Anyway, it's an interesting service-model of codeline availability and reliability for optimizing the throughput of codeline changes and maximizing collaborative "flow."

Has anyone ever captured these kinds of measures and calculations before? How did you decide the desired commit-frequency and how did you minimize build+test times? Did you resort to using incremental builds or testing?

I think that giving developers a repeatable way of doing a private development build in their workspace, even if its only incremental building+testing, gives developers a safe way to fail early+fast prior to commiting their changes, while sustaining flow.

I don't particularly care for the practice "build-breaker fixes build-breakage." At the very least I think everybody who is blocked should probably try to help (unless the number of people blocked is more than recommended size of a single team), and I'm sure the person who broke the build probably feels bad enough for causing the blockage (maybe even more so if multiple people help fix it). I think the build-breaker should certainly be a primary contributor to fixing the build and may be most familiar with the offending code, but they may need some help too, as they might not be as familiar with why/how the breakage happened in the first place since it slipped past them (unless of course it was "the stupid stuff" - which I suppose happens quite a bit :-)

So is anyone out their measuring serviceability, availability, reliability of their codelines? Are any of you using these other concepts to help balance the load on the codeline and maximize its throughput? I think that same of the more recent build automation tools (BuildForge, Maven, MS Build + TeamSystem, ParaBuild, etc.) on the market these days could help capture this kind of data fairly inobtrusively (except for maybe MTTR, and the number of people blocked and people+effort needed to effect the repair).

2 comments:

Anonymous said...

Brad,

I realize that I am responding to a post that is five months old, but later is better than never :)

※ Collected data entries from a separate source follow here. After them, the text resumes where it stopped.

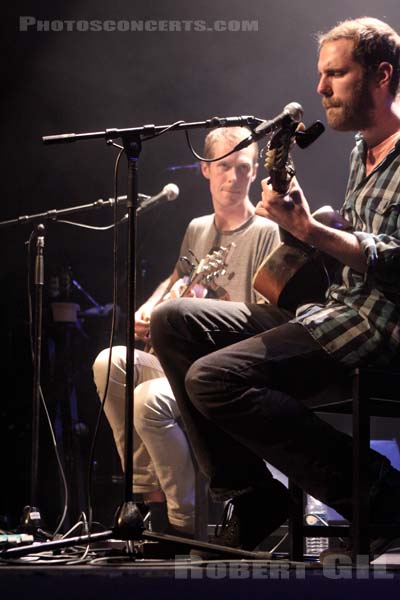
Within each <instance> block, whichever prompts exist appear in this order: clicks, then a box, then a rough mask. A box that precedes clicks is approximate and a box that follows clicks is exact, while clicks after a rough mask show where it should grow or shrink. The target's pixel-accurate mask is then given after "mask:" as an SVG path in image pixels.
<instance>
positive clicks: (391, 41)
mask: <svg viewBox="0 0 400 600" xmlns="http://www.w3.org/2000/svg"><path fill="white" fill-rule="evenodd" d="M343 38H344V39H349V40H353V42H354V50H353V58H354V60H355V61H357V62H358V63H359V64H361V65H362V66H363V68H364V70H365V73H366V75H367V76H369V75H372V74H373V73H376V71H377V69H378V67H379V65H380V64H381V63H382V62H387V63H389V64H391V65H392V67H393V74H392V78H391V81H390V88H389V91H390V93H391V94H392V95H393V96H394V97H396V95H397V93H398V92H399V79H400V37H399V35H398V34H397V33H396V31H395V30H394V29H393V28H392V27H390V25H388V24H387V23H385V22H384V21H380V20H379V19H374V18H372V17H361V18H359V19H348V20H346V21H342V22H340V23H338V24H337V25H336V26H335V27H333V28H332V29H330V30H329V31H327V32H326V33H319V34H318V43H319V48H320V49H321V47H322V46H323V44H325V42H334V41H337V40H340V39H343Z"/></svg>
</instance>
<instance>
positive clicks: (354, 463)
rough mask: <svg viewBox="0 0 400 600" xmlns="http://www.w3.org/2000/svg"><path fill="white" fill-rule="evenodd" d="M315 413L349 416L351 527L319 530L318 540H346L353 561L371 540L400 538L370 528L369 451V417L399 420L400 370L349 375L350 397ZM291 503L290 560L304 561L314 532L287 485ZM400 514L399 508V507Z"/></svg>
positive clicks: (369, 417)
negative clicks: (305, 521) (320, 412)
mask: <svg viewBox="0 0 400 600" xmlns="http://www.w3.org/2000/svg"><path fill="white" fill-rule="evenodd" d="M313 410H314V411H315V412H321V413H341V414H352V428H353V520H352V523H351V525H339V526H331V525H330V526H327V527H323V528H318V529H319V530H320V531H318V534H317V536H318V537H328V538H329V537H349V538H350V542H351V548H352V556H353V561H355V560H356V557H357V555H368V554H369V542H370V539H371V538H375V537H388V536H392V537H393V536H395V535H396V536H397V535H398V536H399V537H400V526H390V525H382V526H370V525H369V497H368V469H367V465H368V458H367V457H368V451H369V444H370V417H382V416H384V417H397V418H400V370H390V369H377V368H360V369H356V370H355V371H354V372H353V374H352V397H351V398H348V399H346V400H338V401H332V402H329V401H326V402H325V403H321V404H320V405H317V406H313ZM289 490H290V491H291V496H292V503H291V509H290V514H289V558H290V559H291V560H296V561H299V560H303V557H304V551H303V549H304V538H305V537H315V536H316V528H315V526H313V525H305V524H304V522H303V520H304V492H303V490H301V489H300V488H299V487H297V486H296V485H294V484H293V483H292V482H289ZM399 513H400V506H399Z"/></svg>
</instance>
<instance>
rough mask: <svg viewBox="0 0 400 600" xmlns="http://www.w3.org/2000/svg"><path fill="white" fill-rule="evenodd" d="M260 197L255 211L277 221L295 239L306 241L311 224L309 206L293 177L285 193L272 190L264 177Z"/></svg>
mask: <svg viewBox="0 0 400 600" xmlns="http://www.w3.org/2000/svg"><path fill="white" fill-rule="evenodd" d="M261 185H262V190H263V192H262V199H261V201H260V202H259V203H258V204H257V206H256V213H257V214H258V215H260V216H262V217H267V218H268V219H271V221H274V222H275V223H277V224H278V225H279V226H280V227H282V229H285V231H288V232H289V233H291V234H292V235H294V237H296V238H297V239H299V240H301V241H303V242H307V239H306V238H307V234H308V231H309V229H310V228H311V227H312V226H313V218H312V216H311V212H310V207H309V206H308V202H307V200H306V198H305V196H304V193H303V190H302V189H301V187H300V186H299V183H298V181H297V179H296V178H295V177H294V178H293V179H292V180H291V182H290V184H289V189H288V192H287V194H286V195H282V194H279V193H278V192H276V191H275V190H273V188H272V186H271V184H270V182H269V179H268V178H267V179H264V180H263V181H262V182H261Z"/></svg>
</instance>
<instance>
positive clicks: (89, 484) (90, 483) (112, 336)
mask: <svg viewBox="0 0 400 600" xmlns="http://www.w3.org/2000/svg"><path fill="white" fill-rule="evenodd" d="M124 152H125V150H124V148H122V149H121V150H120V151H119V153H118V155H117V158H116V161H115V166H114V198H115V203H114V223H115V224H117V222H118V203H117V200H116V199H117V198H118V170H119V165H120V161H121V157H122V155H123V154H124ZM118 243H119V236H118V227H114V236H113V299H112V305H113V308H112V317H111V331H110V343H109V350H110V353H109V356H108V363H107V374H106V387H105V389H104V394H103V397H102V398H101V403H100V409H99V412H98V414H97V419H96V425H95V429H94V433H93V438H92V443H91V446H90V452H89V464H88V478H87V503H88V527H89V531H90V530H91V528H92V516H93V511H92V494H91V491H92V484H93V459H94V451H95V447H96V443H97V438H98V432H99V428H100V424H101V420H102V418H103V415H104V405H105V401H106V398H107V392H108V386H109V381H110V373H111V359H112V348H113V345H114V336H115V329H116V313H117V310H116V309H117V303H118Z"/></svg>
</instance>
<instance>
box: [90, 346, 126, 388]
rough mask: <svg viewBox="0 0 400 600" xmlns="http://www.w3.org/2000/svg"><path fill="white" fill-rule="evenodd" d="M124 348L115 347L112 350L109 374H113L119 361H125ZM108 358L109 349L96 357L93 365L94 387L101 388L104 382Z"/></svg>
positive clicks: (104, 382)
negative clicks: (99, 387) (109, 372)
mask: <svg viewBox="0 0 400 600" xmlns="http://www.w3.org/2000/svg"><path fill="white" fill-rule="evenodd" d="M125 355H126V348H125V347H124V346H115V347H114V348H113V350H112V361H111V370H110V374H112V373H113V370H114V368H115V367H116V366H118V367H119V364H120V363H121V360H122V361H124V360H125ZM109 356H110V349H109V348H105V349H104V350H102V351H101V352H99V354H98V355H97V356H96V359H95V361H94V363H93V366H92V370H93V377H94V381H95V384H96V387H97V388H99V387H103V386H104V384H105V381H106V376H107V370H108V362H109Z"/></svg>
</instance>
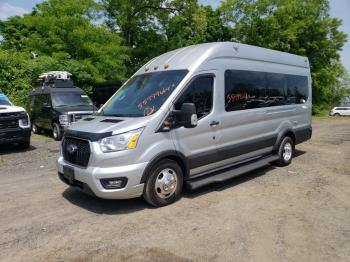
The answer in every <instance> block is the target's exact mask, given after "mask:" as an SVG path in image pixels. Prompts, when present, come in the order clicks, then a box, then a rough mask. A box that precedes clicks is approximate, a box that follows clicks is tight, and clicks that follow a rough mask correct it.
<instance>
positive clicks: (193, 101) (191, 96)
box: [175, 76, 214, 118]
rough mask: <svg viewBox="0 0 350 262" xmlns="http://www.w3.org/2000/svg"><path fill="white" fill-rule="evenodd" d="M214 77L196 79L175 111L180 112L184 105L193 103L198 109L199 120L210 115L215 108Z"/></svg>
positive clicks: (184, 95) (177, 103)
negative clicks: (181, 107)
mask: <svg viewBox="0 0 350 262" xmlns="http://www.w3.org/2000/svg"><path fill="white" fill-rule="evenodd" d="M213 84H214V79H213V77H212V76H202V77H198V78H196V79H195V80H194V81H193V82H192V83H191V84H190V85H189V86H188V87H187V89H186V90H185V92H184V93H183V94H182V95H181V96H180V98H179V99H178V100H177V102H176V103H175V109H176V110H180V109H181V106H182V104H183V103H193V104H195V106H196V109H197V115H198V118H202V117H204V116H206V115H208V114H209V113H210V111H211V109H212V107H213Z"/></svg>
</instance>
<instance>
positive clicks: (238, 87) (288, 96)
mask: <svg viewBox="0 0 350 262" xmlns="http://www.w3.org/2000/svg"><path fill="white" fill-rule="evenodd" d="M308 96H309V94H308V78H307V77H306V76H298V75H287V74H277V73H266V72H256V71H245V70H226V72H225V109H226V111H236V110H243V109H252V108H261V107H270V106H282V105H290V104H302V103H304V102H305V101H306V100H307V99H308Z"/></svg>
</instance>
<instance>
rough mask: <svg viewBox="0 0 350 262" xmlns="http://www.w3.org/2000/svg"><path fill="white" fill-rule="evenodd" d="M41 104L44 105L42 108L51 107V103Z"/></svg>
mask: <svg viewBox="0 0 350 262" xmlns="http://www.w3.org/2000/svg"><path fill="white" fill-rule="evenodd" d="M43 106H44V108H51V105H50V104H49V103H47V102H45V103H44V104H43Z"/></svg>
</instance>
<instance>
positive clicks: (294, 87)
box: [286, 75, 309, 104]
mask: <svg viewBox="0 0 350 262" xmlns="http://www.w3.org/2000/svg"><path fill="white" fill-rule="evenodd" d="M286 77H287V103H288V104H302V103H303V101H302V100H305V101H306V100H307V98H308V95H309V94H308V92H309V91H308V83H307V77H306V76H297V75H287V76H286Z"/></svg>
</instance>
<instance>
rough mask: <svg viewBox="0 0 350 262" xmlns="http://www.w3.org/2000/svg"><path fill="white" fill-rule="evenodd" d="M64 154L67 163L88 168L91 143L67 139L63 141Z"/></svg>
mask: <svg viewBox="0 0 350 262" xmlns="http://www.w3.org/2000/svg"><path fill="white" fill-rule="evenodd" d="M62 153H63V157H64V160H66V161H67V162H69V163H72V164H74V165H78V166H82V167H87V165H88V163H89V159H90V154H91V151H90V144H89V141H87V140H81V139H77V138H72V137H65V138H64V139H63V141H62Z"/></svg>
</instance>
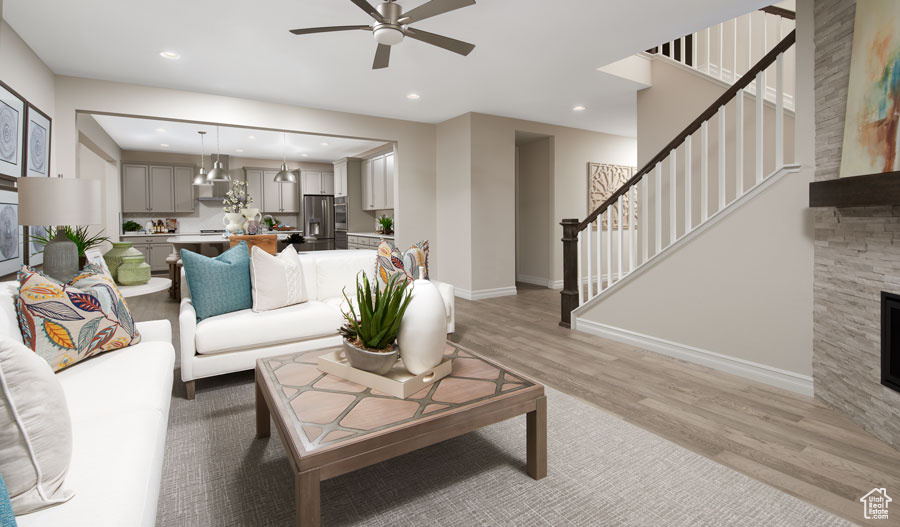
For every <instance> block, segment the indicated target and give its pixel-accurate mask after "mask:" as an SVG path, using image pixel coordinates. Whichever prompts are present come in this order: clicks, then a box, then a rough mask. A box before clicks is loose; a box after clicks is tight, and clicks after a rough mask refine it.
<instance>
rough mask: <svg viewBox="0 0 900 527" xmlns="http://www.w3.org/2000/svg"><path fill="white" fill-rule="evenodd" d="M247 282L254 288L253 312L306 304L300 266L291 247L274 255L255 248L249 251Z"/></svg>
mask: <svg viewBox="0 0 900 527" xmlns="http://www.w3.org/2000/svg"><path fill="white" fill-rule="evenodd" d="M250 282H251V283H252V285H253V311H256V312H259V311H269V310H271V309H278V308H279V307H285V306H291V305H294V304H299V303H301V302H306V301H307V300H308V299H309V298H308V296H307V294H306V283H305V281H304V280H303V264H301V263H300V257H299V256H298V255H297V251H296V250H295V249H294V247H293V246H291V245H288V246H287V247H286V248H285V249H284V250H283V251H281V252H280V253H279V254H278V255H277V256H272V255H271V254H269V253H267V252H266V251H264V250H262V249H260V248H259V247H257V246H255V245H254V246H253V249H252V250H251V251H250Z"/></svg>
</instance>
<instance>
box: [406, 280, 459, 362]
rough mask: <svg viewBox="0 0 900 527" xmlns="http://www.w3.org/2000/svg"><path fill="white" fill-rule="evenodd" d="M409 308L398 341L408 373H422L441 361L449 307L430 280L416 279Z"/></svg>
mask: <svg viewBox="0 0 900 527" xmlns="http://www.w3.org/2000/svg"><path fill="white" fill-rule="evenodd" d="M410 294H411V295H412V298H411V299H410V301H409V307H407V308H406V313H405V314H404V315H403V320H401V321H400V331H399V332H398V333H397V344H398V345H399V346H400V358H401V359H402V360H403V366H405V367H406V369H407V371H409V373H412V374H413V375H419V374H422V373H425V372H427V371H428V370H430V369H432V368H434V367H435V366H437V365H438V364H440V363H441V359H443V357H444V346H445V343H446V340H447V310H446V309H445V308H444V299H443V297H441V293H440V291H438V289H437V287H435V286H434V284H432V283H431V282H429V281H428V280H416V281H415V282H413V288H412V292H411V293H410Z"/></svg>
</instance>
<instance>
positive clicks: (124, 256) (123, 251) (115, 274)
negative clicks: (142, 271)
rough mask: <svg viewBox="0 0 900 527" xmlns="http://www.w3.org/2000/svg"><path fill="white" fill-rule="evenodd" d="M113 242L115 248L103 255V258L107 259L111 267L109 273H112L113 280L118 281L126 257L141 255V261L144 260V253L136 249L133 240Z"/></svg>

I think the idea of blocking the team from submitting changes until the codeline is fixed or any kind of serialization based on some metrics doesn't scale well for bigger teams and/or heavily loaded code lines. This is mainly because those wanted to submit their changes would have to wait until others are done. The delay time grows proportionally the number of changes and generally is a function of size of the team.

Instead, our Parabuild follows what I see as an optimistic integration model or "faithful commit model" for the luck of a better term. A member of the team builds and runs tests clean locally, then syncs to the last state of code line known to be clean (Parabuild provides this information) and repeats clean build and test. After ensuring that everything builds and tests she submits her changes. Note that this approach is not concerned with the state of the code line head at all.

The key assumption here is that if the head of the code line is is broken someone is taking care of it. The integration build ensures that new changes integrate on a continuous basis. If by the next build cycle there is more than one change (including yours), they will be built as a group.

As you can see, this way no one is waiting and commits are made as soon as changes have been confirmed clean locally. This is a very efficient and I believe the fastest approach to managing the code base.

Regards,

Slava Imeshev

Brad Appleton said...

Hi Slava! I think you may have misunderstood what I wrote above. I didn't suggest "blocking" the team until the build is fixed, I suggested that everyone who is "blocked" by the broken build should perhaps contribute to fixing the build.

I'm aware of several approaches that attempt to continue "submitting" changes even when the build is broken - these are different from the debates for synchronous -vs- asynchronous integration.